Publishing exposes the photo to search the instant it is live
A posted photo is a photo indexers can reach. Image-geolocation models place a scene from its pixels alone, with PIGEON reaching 40.4% of its predictions within 25 km of the true location (Haas et al., CVPR 2024) and GeoCLIP localising images worldwide against a learned gallery of coordinates (Vivanco Cepeda, Nayak, Shah, NeurIPS 2023). Reverse image search adds another route, and here a common assumption fails: re-encoding or resizing does not reliably defeat it, because a perceptual hash of the TinEye kind is documented invariant to recompression and rescaling, and is weakened mainly by heavy cropping and mirroring. Face-search services such as PimEyes and Clearview match a face across scraped web images rather than matching your file, and are believed to run on deep recognition embeddings of the ArcFace family, though no vendor discloses which. Editing or re-saving the image after it is live does not quietly unpublish it either, because a copy that has already been scraped keeps matching, so you cannot edit your way out once it is public. Whatever you did not remove before posting becomes searchable against the whole indexed web, not merely visible to your intended audience.
”Before” is the only point of control
Because the upload is irreversible and the platform keeps the original, every reduction has to happen on your own machine first: removing rather than blurring the face and identifying content, cropping the scene, and weakening the sensor fingerprint by downscaling and re-encoding, before the image leaves your device, then reverse-searching the edited file yourself to confirm it does not already match an indexed copy. The platform will not anonymise the photo for you, and once it is posted you cannot withdraw it from the caches, scrapers and search indices that will already have seen it. Doing that editing, channel by channel, is the separate task this article stops short of: how to make a photo untraceable.
Sources
- Goljan, Fridrich (2008). Camera Identification from Cropped and Scaled Images. Proc.
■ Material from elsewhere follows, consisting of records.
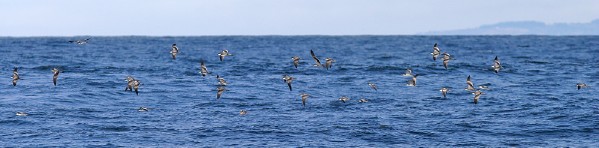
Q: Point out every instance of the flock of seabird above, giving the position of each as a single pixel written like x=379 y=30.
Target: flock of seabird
x=133 y=84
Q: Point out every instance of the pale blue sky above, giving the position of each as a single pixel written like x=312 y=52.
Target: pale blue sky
x=276 y=17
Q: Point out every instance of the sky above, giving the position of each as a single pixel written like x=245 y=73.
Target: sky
x=276 y=17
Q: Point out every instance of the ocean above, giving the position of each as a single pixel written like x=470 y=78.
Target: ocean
x=532 y=101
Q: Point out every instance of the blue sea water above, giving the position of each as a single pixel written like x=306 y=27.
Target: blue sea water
x=532 y=101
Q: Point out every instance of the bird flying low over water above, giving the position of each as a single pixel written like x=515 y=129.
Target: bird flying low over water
x=288 y=80
x=80 y=42
x=372 y=85
x=15 y=76
x=55 y=77
x=219 y=91
x=344 y=99
x=363 y=100
x=444 y=92
x=222 y=54
x=436 y=52
x=174 y=51
x=328 y=63
x=470 y=86
x=295 y=61
x=221 y=80
x=203 y=69
x=304 y=98
x=581 y=85
x=477 y=94
x=408 y=72
x=412 y=82
x=446 y=59
x=496 y=65
x=318 y=64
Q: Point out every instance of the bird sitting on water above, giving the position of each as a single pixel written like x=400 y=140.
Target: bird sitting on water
x=80 y=42
x=470 y=86
x=55 y=77
x=412 y=82
x=444 y=92
x=372 y=85
x=15 y=76
x=496 y=65
x=304 y=98
x=174 y=51
x=581 y=85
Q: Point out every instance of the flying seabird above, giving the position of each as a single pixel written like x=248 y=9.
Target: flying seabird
x=363 y=100
x=130 y=82
x=136 y=86
x=372 y=85
x=55 y=77
x=444 y=92
x=222 y=54
x=470 y=85
x=445 y=59
x=436 y=51
x=174 y=51
x=496 y=65
x=328 y=63
x=22 y=114
x=203 y=69
x=412 y=82
x=581 y=85
x=221 y=80
x=344 y=99
x=15 y=76
x=315 y=59
x=295 y=61
x=477 y=94
x=304 y=98
x=288 y=80
x=408 y=72
x=220 y=91
x=80 y=42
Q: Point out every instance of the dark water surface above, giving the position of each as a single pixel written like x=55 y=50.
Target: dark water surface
x=533 y=101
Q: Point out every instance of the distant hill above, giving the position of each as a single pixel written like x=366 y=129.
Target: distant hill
x=527 y=28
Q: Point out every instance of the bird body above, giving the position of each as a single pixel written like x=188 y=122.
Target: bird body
x=203 y=69
x=288 y=80
x=372 y=85
x=436 y=52
x=344 y=99
x=295 y=61
x=304 y=98
x=15 y=76
x=174 y=51
x=55 y=77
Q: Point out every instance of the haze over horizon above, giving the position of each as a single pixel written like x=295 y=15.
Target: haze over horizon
x=271 y=17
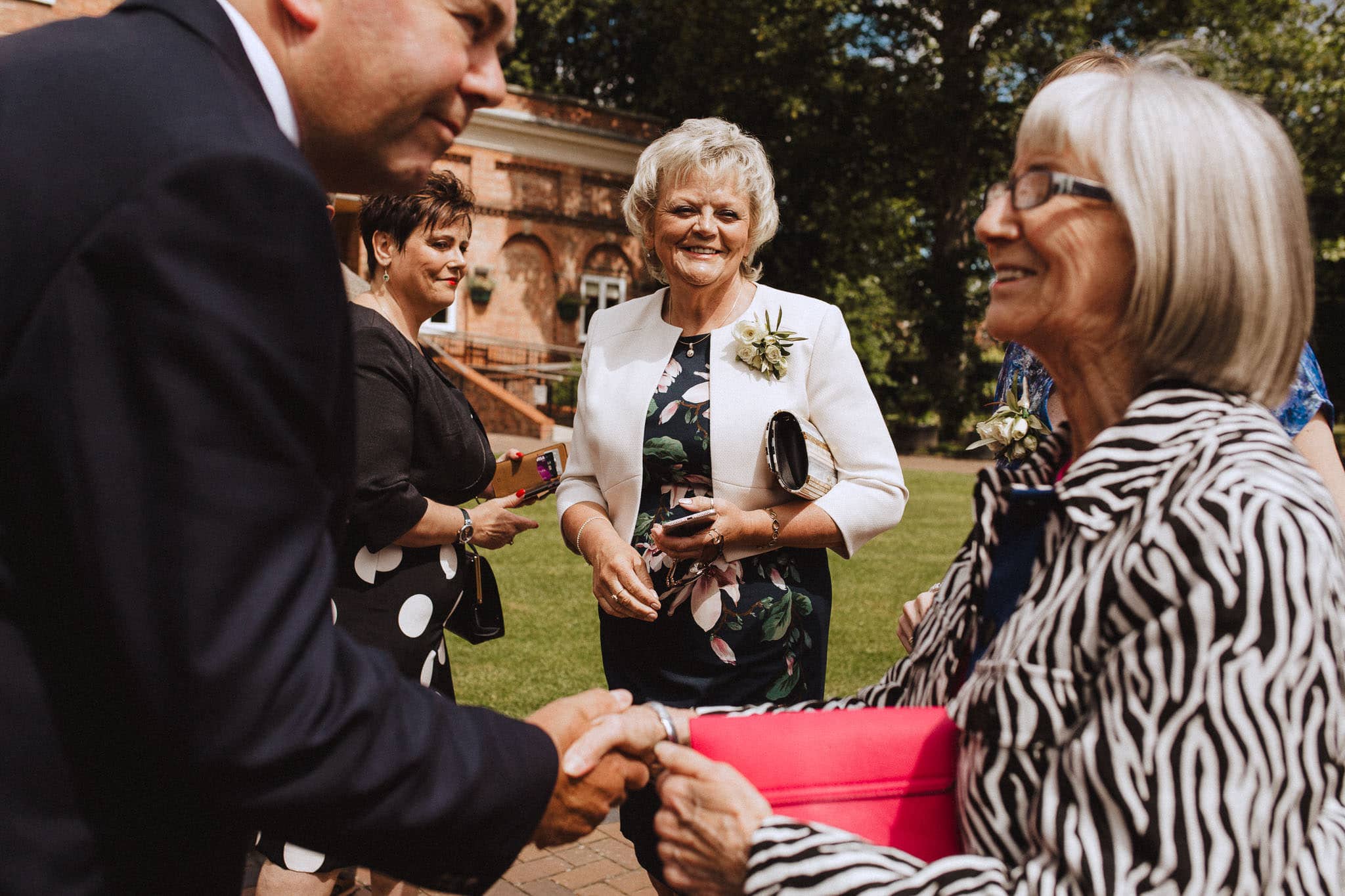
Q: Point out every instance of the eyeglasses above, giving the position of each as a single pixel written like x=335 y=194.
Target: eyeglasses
x=1036 y=186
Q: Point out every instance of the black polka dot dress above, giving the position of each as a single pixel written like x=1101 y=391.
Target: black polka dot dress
x=417 y=440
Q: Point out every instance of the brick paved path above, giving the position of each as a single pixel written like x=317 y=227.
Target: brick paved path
x=602 y=864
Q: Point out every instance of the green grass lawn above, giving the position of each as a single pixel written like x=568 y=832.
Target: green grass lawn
x=550 y=648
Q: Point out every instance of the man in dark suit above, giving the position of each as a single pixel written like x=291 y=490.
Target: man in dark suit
x=175 y=444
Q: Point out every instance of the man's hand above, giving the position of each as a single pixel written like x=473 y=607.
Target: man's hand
x=632 y=733
x=580 y=803
x=705 y=826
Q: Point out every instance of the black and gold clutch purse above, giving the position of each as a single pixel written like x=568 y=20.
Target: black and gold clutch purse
x=799 y=456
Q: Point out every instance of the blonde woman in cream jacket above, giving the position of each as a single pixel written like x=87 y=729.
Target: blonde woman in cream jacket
x=671 y=421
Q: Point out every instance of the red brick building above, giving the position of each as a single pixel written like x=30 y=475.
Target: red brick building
x=549 y=175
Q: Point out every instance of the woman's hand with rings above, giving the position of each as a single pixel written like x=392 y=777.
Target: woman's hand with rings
x=494 y=523
x=912 y=613
x=705 y=544
x=622 y=582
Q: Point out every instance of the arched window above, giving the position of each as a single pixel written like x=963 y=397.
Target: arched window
x=606 y=280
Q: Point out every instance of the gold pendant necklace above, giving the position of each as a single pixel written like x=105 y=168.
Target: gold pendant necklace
x=734 y=308
x=690 y=347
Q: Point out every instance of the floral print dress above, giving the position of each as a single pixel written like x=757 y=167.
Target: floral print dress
x=748 y=630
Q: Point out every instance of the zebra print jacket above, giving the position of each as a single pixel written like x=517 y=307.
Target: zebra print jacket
x=1164 y=710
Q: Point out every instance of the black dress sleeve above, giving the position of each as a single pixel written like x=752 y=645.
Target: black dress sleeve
x=386 y=501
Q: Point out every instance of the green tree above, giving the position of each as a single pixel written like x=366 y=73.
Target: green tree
x=885 y=120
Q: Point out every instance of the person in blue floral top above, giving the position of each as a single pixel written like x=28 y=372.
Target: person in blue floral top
x=1308 y=414
x=736 y=612
x=775 y=620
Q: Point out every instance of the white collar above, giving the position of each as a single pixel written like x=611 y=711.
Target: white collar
x=272 y=82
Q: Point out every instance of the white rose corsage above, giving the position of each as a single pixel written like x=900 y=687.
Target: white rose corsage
x=764 y=347
x=1013 y=431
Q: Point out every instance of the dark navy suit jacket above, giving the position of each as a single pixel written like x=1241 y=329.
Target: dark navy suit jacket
x=175 y=450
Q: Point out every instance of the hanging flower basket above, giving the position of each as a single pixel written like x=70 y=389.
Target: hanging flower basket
x=481 y=289
x=568 y=307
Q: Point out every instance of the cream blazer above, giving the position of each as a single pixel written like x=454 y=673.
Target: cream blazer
x=628 y=347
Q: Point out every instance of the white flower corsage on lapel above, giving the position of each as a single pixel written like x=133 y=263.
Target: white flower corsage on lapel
x=1013 y=431
x=764 y=347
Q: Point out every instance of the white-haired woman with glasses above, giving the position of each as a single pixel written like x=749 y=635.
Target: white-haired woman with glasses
x=1143 y=637
x=673 y=405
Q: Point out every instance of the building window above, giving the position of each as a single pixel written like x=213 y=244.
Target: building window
x=445 y=322
x=599 y=293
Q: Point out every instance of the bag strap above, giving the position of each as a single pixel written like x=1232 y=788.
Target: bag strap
x=477 y=568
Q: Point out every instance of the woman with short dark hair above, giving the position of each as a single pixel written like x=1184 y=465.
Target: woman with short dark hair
x=422 y=452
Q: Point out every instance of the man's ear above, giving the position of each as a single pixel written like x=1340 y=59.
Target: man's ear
x=384 y=247
x=305 y=14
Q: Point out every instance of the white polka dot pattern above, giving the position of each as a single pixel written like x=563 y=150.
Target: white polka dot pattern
x=414 y=616
x=449 y=561
x=299 y=859
x=370 y=565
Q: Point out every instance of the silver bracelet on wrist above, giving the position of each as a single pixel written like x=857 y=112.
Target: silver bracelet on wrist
x=666 y=719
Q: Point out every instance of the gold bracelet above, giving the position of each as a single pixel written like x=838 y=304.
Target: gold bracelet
x=775 y=530
x=579 y=535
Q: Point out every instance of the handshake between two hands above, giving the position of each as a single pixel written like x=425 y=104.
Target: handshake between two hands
x=609 y=747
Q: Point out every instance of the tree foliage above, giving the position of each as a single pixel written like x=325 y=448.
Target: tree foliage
x=884 y=120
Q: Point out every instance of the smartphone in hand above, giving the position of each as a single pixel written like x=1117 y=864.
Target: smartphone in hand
x=536 y=475
x=690 y=524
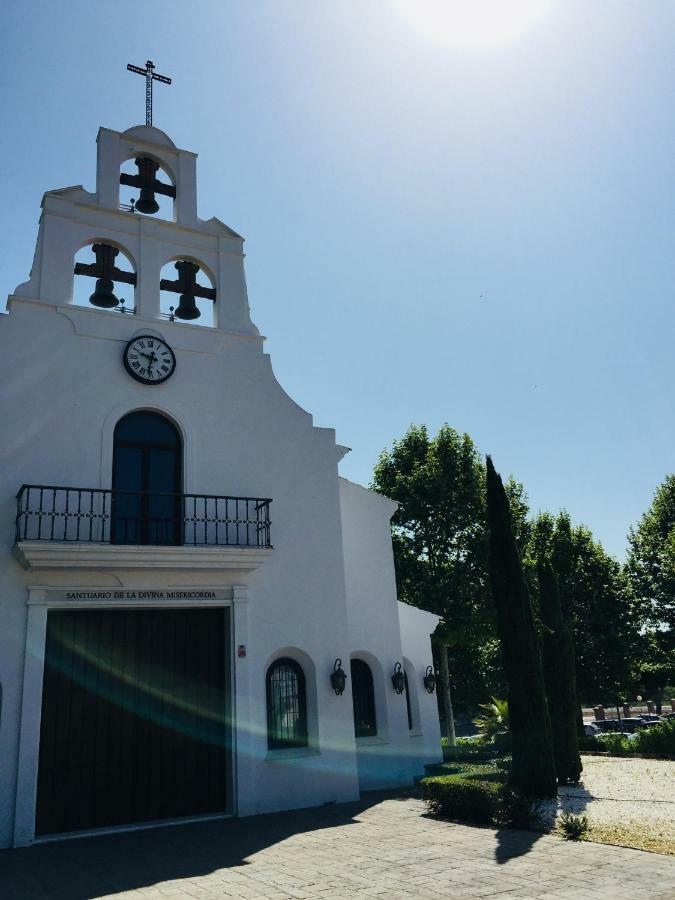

SPIE 6819, Security, Forensics, Steganography, and Watermarking of Multimedia Contents X.
- Iuliani, Fontani, Piva (2021). A leak in PRNU based source identification. Questioning fingerprint uniqueness. IEEE Access 9.
- Deng, Guo, Xue, Zafeiriou (2019). ArcFace: Additive Angular Margin Loss for Deep Face Recognition. CVPR 2019.
- Kim, Jain, Liu (2022). AdaFace: Quality Adaptive Margin for Face Recognition. CVPR 2022.
- Tkachenko, Jedidi (2023). A megastudy on the predictability of personal information from facial images. Scientific Reports 13:21073.
- Todt, Hanisch, Strufe (2024). Fantômas: Understanding Face Anonymization Reversibility. Proc. Privacy Enhancing Technologies (PoPETs) 2024.
- Haas, Skreta, Alberti, Finn (2024). PIGEON: Predicting Image Geolocations. CVPR 2024:12893-12902.
- Vivanco Cepeda, Nayak, Shah (2023). GeoCLIP: Clip-Inspired Alignment between Locations and Images for Effective Worldwide Geo-localization. NeurIPS 2023.